Abstract
Immanuel Kant’s Religion within the Boundaries of Mere Reason (1793) is a formidably difficult book, which since its very inception was ripe for controversy. Part of the difficulty in understanding Kant’s text is thematic: in the idea of God and the questions surrounding faith in God’s existence, all interests of reason seem to converge –metaphysics, epistemology, morality, politics, the purposiveness of nature, and the destiny of the human species all unite in Kant’s view of religion and give it a distinctive polyphonic tone. Part of the difficulty is ideological: Kant’s treatment of religious matters—relying on the assumption that a rational a priori core (identical to the principles of his morality) underlies and shapes all historical revelations—distances itself from both dogmatism and atheism.

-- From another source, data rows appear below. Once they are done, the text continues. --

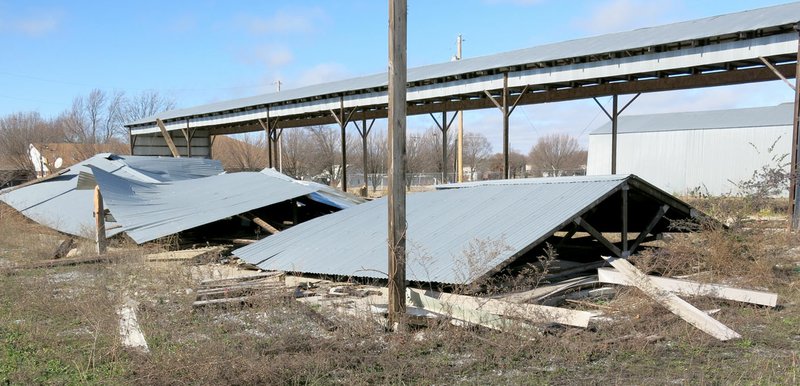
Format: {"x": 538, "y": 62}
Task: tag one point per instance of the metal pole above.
{"x": 614, "y": 116}
{"x": 444, "y": 146}
{"x": 505, "y": 126}
{"x": 397, "y": 162}
{"x": 794, "y": 187}
{"x": 364, "y": 134}
{"x": 100, "y": 221}
{"x": 460, "y": 150}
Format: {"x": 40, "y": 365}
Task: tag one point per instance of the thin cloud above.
{"x": 300, "y": 20}
{"x": 513, "y": 2}
{"x": 322, "y": 73}
{"x": 622, "y": 15}
{"x": 39, "y": 24}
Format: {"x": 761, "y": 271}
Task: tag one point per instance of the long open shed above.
{"x": 468, "y": 232}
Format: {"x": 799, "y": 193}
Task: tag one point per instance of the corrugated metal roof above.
{"x": 152, "y": 210}
{"x": 749, "y": 20}
{"x": 446, "y": 229}
{"x": 58, "y": 204}
{"x": 771, "y": 116}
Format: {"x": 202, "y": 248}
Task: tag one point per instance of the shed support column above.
{"x": 624, "y": 234}
{"x": 343, "y": 118}
{"x": 794, "y": 187}
{"x": 444, "y": 126}
{"x": 506, "y": 110}
{"x": 397, "y": 163}
{"x": 363, "y": 131}
{"x": 614, "y": 117}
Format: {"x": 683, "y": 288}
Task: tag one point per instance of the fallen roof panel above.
{"x": 454, "y": 236}
{"x": 58, "y": 204}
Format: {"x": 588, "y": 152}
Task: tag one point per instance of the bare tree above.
{"x": 146, "y": 104}
{"x": 556, "y": 153}
{"x": 477, "y": 150}
{"x": 18, "y": 131}
{"x": 378, "y": 153}
{"x": 95, "y": 118}
{"x": 297, "y": 149}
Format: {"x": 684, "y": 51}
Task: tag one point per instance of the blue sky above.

Those who accept religious orthodoxy, no less than those who are committed to a purely secular view of human affairs, are doomed to be displeased with the ambiguities of Kant’s approach, which preserves religion but subverts the meaning of this term so drastically as to make it unrecognizable in its traditional understanding. James DiCenso’s Commentary, “the first complete English
language commentary on the work” (according to the dust-jacket), is thus a daring philosophical undertaking: it required not only comprehensive knowledge of Kant’s corpus but also the intellectual versatility to appreciate Kant’s innovative view.